Q: How many students are in the program and what's the age range?
A: This year I have 10. I can only take up to 12. Right now they’re mostly just out of high school, a year or two out. The oldest one I have this year is 24. The rest of them are all 18 or 19. The oldest student I ever taught was 46. (Cosmetology at McCann is a post-secondary program, which means students need either a high school diploma or a GED to qualify for acceptance).
Q: I'm assuming that most of your students are women?
A: Mostly women, yes. But I've had a few boys in the class.
Q: You mentioned that you always wanted to teach. What was it about teaching that interested you so much?
A: I come from a family of teachers. I just always thought it would be a great career. I always looked up to teachers as a child. I thought it would be a rewarding thing to do. Plus, you get summers off, which is kind of nice.
Q: Have you ever thought about becoming a regular teacher?
A: No, I love teaching this.
Q: Why didn’t you go into teaching right away?
A: I didn’t really know what I would teach. I always thought like younger kids or kindergarten or whatever but at the time, when I was 18, I wasn't really sure. I wanted to be a model when I was younger and then all the girl fantasies, acting, whatever, but I always had a passion for hair. My grandmother used to be a kitchen hairdresser so I was her assistant when I was younger. She’s the one that really got me into it. I guess it’s following in her footsteps.
Q: Did you go to cosmetology school right out of high school?
A: I went to BCC for a semester. I didn't really like it. I dropped out. I had a friend who was going to McCann for cosmetology and I went to visit here and I was like, "Oh, this is awesome; I want to do this." That’s when I applied to come here.
Q: What are the hardest and easiest cosmetology procedures to teach?
A: Color and hair cutting take a lot more time. Color itself is just so huge There's just so much to learn. They usually get the application part of it down. But to figure out why I need to use this color to get this or that takes time so there's s lot more to teach in that aspect.

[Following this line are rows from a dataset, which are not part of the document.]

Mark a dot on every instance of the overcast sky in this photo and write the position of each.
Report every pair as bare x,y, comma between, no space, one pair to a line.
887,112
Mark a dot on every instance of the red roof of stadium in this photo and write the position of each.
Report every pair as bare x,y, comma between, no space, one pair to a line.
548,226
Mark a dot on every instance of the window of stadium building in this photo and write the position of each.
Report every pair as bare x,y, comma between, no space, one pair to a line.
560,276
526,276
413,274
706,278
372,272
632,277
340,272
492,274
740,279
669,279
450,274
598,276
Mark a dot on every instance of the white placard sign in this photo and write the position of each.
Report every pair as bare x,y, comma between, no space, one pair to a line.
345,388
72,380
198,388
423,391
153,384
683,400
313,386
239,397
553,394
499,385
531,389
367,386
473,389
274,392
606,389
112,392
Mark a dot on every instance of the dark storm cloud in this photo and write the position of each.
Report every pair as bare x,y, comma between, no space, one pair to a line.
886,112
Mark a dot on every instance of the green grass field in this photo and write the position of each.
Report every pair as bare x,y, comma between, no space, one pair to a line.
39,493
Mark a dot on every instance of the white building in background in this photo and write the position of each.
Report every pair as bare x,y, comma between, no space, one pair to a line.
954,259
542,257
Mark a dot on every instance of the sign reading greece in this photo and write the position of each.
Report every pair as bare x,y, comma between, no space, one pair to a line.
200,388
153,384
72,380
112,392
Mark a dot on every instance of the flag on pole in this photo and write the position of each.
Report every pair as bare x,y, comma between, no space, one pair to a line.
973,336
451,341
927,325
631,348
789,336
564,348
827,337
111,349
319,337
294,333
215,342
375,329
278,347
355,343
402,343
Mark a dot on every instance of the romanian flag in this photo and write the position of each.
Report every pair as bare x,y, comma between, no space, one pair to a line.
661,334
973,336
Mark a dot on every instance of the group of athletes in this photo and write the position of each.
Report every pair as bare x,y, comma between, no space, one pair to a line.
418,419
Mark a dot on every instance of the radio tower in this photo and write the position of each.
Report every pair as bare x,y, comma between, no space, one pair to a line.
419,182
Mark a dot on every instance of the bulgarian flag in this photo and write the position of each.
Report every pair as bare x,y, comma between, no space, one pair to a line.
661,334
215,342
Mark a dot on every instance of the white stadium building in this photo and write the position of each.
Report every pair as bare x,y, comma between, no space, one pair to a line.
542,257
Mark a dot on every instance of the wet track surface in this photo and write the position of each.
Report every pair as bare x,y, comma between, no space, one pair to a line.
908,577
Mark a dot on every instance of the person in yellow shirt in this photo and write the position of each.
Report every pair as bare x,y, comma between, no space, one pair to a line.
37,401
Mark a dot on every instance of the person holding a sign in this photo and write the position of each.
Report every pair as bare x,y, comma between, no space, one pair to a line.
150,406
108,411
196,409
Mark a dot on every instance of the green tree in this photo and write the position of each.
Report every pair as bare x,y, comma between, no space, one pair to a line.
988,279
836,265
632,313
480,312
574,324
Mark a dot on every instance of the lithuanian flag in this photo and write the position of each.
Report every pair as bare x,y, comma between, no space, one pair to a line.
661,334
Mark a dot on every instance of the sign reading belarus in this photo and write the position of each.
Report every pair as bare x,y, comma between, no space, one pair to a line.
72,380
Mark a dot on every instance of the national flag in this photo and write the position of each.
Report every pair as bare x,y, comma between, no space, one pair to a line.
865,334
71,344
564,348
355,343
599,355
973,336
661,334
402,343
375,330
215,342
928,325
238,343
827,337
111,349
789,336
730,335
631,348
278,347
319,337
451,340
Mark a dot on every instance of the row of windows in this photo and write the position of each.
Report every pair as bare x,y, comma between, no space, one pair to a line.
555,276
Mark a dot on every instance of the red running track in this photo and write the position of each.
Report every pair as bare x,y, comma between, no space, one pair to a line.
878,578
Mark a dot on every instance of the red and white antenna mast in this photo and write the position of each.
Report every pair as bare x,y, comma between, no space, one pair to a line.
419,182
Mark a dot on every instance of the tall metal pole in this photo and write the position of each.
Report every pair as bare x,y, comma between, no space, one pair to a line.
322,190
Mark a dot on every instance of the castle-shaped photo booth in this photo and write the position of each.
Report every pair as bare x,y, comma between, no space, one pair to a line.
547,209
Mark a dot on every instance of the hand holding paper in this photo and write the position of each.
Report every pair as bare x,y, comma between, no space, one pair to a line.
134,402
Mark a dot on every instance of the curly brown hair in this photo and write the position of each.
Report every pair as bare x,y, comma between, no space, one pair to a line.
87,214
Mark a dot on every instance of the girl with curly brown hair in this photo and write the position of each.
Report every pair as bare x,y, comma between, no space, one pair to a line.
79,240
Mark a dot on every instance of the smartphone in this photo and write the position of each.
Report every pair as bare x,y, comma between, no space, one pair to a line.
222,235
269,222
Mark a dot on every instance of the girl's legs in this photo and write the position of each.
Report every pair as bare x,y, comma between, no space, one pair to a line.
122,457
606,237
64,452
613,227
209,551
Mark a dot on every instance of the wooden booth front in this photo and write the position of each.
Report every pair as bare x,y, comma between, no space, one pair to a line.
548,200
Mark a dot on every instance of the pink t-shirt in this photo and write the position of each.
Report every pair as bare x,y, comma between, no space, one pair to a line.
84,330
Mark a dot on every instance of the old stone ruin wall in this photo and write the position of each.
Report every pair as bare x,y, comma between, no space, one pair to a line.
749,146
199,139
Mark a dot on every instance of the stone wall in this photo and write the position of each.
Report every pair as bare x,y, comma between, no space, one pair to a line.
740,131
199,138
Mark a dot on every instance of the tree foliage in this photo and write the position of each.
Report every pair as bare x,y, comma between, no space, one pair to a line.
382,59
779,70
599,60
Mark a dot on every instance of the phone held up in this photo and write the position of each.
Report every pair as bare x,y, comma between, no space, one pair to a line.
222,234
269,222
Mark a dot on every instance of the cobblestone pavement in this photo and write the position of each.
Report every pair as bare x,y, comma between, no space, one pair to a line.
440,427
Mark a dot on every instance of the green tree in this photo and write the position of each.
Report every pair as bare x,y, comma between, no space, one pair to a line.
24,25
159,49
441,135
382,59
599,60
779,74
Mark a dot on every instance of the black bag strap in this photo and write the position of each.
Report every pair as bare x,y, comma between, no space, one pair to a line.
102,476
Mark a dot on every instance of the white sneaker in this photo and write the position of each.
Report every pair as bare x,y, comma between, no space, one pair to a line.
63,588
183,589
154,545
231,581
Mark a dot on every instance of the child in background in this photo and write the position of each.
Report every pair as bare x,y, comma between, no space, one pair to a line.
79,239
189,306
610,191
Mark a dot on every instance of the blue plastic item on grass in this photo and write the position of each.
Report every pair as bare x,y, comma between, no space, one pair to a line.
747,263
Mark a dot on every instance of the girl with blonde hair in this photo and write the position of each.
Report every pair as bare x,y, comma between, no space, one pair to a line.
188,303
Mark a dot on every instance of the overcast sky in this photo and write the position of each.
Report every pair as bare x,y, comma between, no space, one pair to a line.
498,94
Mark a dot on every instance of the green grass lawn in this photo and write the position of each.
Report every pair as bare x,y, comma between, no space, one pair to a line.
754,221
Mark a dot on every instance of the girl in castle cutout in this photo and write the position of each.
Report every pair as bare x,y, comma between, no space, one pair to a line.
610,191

Haircutting looks easy when you see people doing it that have been doing it for a long time. But when they're doing it for the first time and with the scissors in their hands it's very hard. There's a lot that you have to think about. It's not just cutting across the head. There's a lot of mechanics to it, geometry. It's a little harder to teach those things. Facials, manicures, pedicures; those are easier.
Q: What advice would you give to someone who wanted to become a cosmetologist?
A: Obviously, you have to go to school. If it's something that you love this isn't a job. The work is fun. It's a great career and you can specialize in certain things. Find what it is that you love to do and make that your career. Some people love doing everything. I love to do everything. Nails, skin care, waxing I did it all. Around here people do everything. In cities everyone specializes.
Q: I guess it's not for everybody.
A: It is hard work and you do have to work. If you're not a worker this is not the job for you.